Savoring the Flavors of Charleston, South Carolina

By Carl and Jamie Dombek

During a recent vacation that included several stops in the South, we enjoyed the Savor the Flavors Tour of Downtown Charleston. Offered by Bulldog Tours, we found it to be an excellent introduction to many traditional Southern dishes.

Although clearly presented as a “2.5 hour walking tour,” it was less physically demanding than its length might imply. Charleston is pretty flat (though the historic sidewalks are often uneven and can be a bit of a challenge). There was plenty of time at each of the five stops to relax, enjoy the offerings, and get to know a little about your fellow foodies.

Counter at Christophe Artisan Chocolatier

Our guide, Tom, was a retired attorney and very knowledgeable about food, Charleston history, and trivia in general. An excellent ambassador for Charleston and its food scene, he not only told us about the food we were tasting, he gladly recommended other local restaurants in the downtown scene as we toured.
Tom, our guide

We started with two different varieties of biscuits from an establishment named Handy & Hot. Each of the 12 guests was provided two biscuit sandwiches: a fontina florentina with spinach, tomato and caramelized onions, and a country ham and cheddar biscuit with apple preserves and white cheddar, along with a lemonade. Let the noshing begin!

What remained of the biscuits at Handy & Hot

Next, it was chocolate treats at Christophe Artisan Chocolatier. A truffle, a peanut butter macaron and a cold coffee and chocolate beverage whet our appetites; many of us bought extra treats from the small but well-stocked shop. Goodies were almost too pretty to eat!
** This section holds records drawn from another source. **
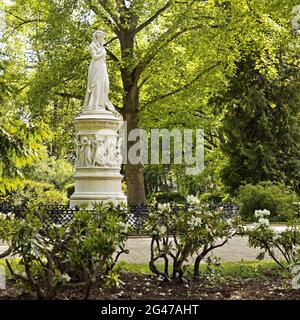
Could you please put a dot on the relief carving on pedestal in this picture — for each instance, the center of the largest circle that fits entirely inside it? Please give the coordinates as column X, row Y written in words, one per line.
column 98, row 151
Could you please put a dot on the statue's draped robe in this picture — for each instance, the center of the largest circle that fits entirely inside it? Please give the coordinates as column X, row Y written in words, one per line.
column 98, row 83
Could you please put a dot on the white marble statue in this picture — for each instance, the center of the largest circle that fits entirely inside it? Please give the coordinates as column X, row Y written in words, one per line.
column 111, row 151
column 96, row 98
column 85, row 153
column 100, row 151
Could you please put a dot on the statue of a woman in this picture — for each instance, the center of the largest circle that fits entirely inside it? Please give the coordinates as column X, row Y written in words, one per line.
column 100, row 153
column 98, row 83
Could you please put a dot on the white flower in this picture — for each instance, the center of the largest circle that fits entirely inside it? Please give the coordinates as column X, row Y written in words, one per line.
column 165, row 207
column 192, row 200
column 261, row 213
column 66, row 277
column 264, row 222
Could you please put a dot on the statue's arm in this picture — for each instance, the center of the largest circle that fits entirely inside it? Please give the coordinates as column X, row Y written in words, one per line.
column 96, row 55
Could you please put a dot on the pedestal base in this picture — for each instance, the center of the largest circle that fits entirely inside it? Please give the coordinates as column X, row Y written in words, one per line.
column 97, row 134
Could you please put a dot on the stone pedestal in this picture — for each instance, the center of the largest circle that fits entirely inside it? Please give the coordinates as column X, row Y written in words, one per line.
column 98, row 159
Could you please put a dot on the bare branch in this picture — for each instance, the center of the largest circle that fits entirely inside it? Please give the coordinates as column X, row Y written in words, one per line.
column 155, row 16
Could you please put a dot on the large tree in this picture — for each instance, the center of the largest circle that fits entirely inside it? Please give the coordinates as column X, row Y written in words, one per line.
column 157, row 49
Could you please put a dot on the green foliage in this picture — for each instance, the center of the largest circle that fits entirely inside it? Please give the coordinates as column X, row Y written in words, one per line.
column 32, row 192
column 261, row 124
column 283, row 245
column 277, row 198
column 216, row 196
column 78, row 254
column 180, row 233
column 58, row 172
column 165, row 197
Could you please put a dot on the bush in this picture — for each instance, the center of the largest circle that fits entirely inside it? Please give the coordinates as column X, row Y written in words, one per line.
column 214, row 197
column 277, row 198
column 167, row 197
column 78, row 254
column 28, row 191
column 181, row 232
column 281, row 246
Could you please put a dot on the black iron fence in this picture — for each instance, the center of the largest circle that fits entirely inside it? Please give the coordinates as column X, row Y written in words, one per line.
column 137, row 215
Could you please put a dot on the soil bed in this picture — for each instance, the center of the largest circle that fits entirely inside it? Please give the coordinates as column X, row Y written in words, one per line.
column 137, row 286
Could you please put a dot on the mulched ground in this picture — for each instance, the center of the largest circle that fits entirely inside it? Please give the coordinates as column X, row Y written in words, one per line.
column 148, row 287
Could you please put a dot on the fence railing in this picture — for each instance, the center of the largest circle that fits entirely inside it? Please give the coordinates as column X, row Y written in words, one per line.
column 137, row 215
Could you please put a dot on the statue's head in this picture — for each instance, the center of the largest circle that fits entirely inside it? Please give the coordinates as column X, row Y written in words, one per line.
column 99, row 36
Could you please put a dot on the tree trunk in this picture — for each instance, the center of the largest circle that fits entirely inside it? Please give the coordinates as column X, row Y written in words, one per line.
column 134, row 173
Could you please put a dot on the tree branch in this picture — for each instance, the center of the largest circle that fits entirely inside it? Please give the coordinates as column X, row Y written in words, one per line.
column 6, row 253
column 107, row 19
column 164, row 41
column 155, row 16
column 184, row 87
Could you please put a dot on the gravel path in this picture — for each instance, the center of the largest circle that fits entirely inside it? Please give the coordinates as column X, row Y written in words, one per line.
column 236, row 249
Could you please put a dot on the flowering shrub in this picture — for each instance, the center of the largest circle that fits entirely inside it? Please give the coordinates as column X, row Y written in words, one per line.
column 58, row 257
column 182, row 232
column 281, row 246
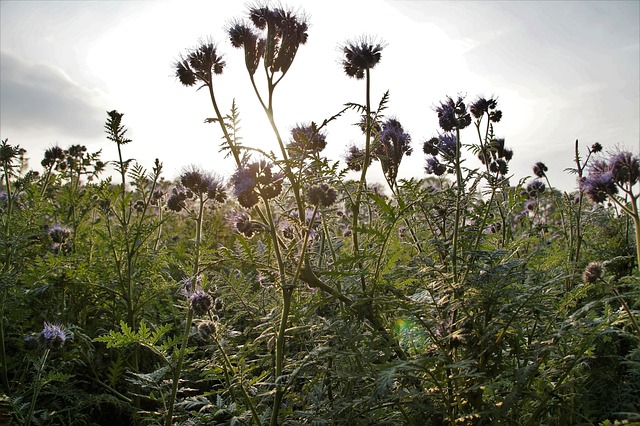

Truffle and macaron at Christophe Artisan Chocolatier

On to The Oyster House for a return to the savory; she-crab soup, pimento cheese and hush puppies. If you cook or even simply enjoy food, it probably comes as no surprise that there are as many variations on any given dish as there are cooks preparing it. That was our revelation regarding Southern staples she-crab soup, shrimp and grits, and pimento cheese. The Oyster House versions of all three were flavorful, but milder and more understated than others we would try.

 The next stop, The Spice and Tea Exchange, was a bit of a diversion. The shop offers a wide array of spices and spice blends, and offered samples of several, sprinkled on oyster crackers, saltines and popcorn.

A fellow foodie examines custom spice blends

Our tour wrapped up with pulled pork sliders and collard greens at Poogan's Smokehouse. They were served with a selection of vinegar-based as well as tomato-based barbecue sauces representative of the region’s offerings. The sliders were very tender but the collard greens stole the show: tender, tangy, with just the right amount of heat, though additional heat in the form of bottled hot sauce was available for those who wanted it.

There were a couple of stops where guests could indulge in an adult beverage if they were of a mind, and several of us were, though we waited until our last stop before tucking in. (The tour is not recommended for children under 14).

All in all, we found it an enjoyable afternoon getting to know a bit about low county food and Charleston history. Highly recommended.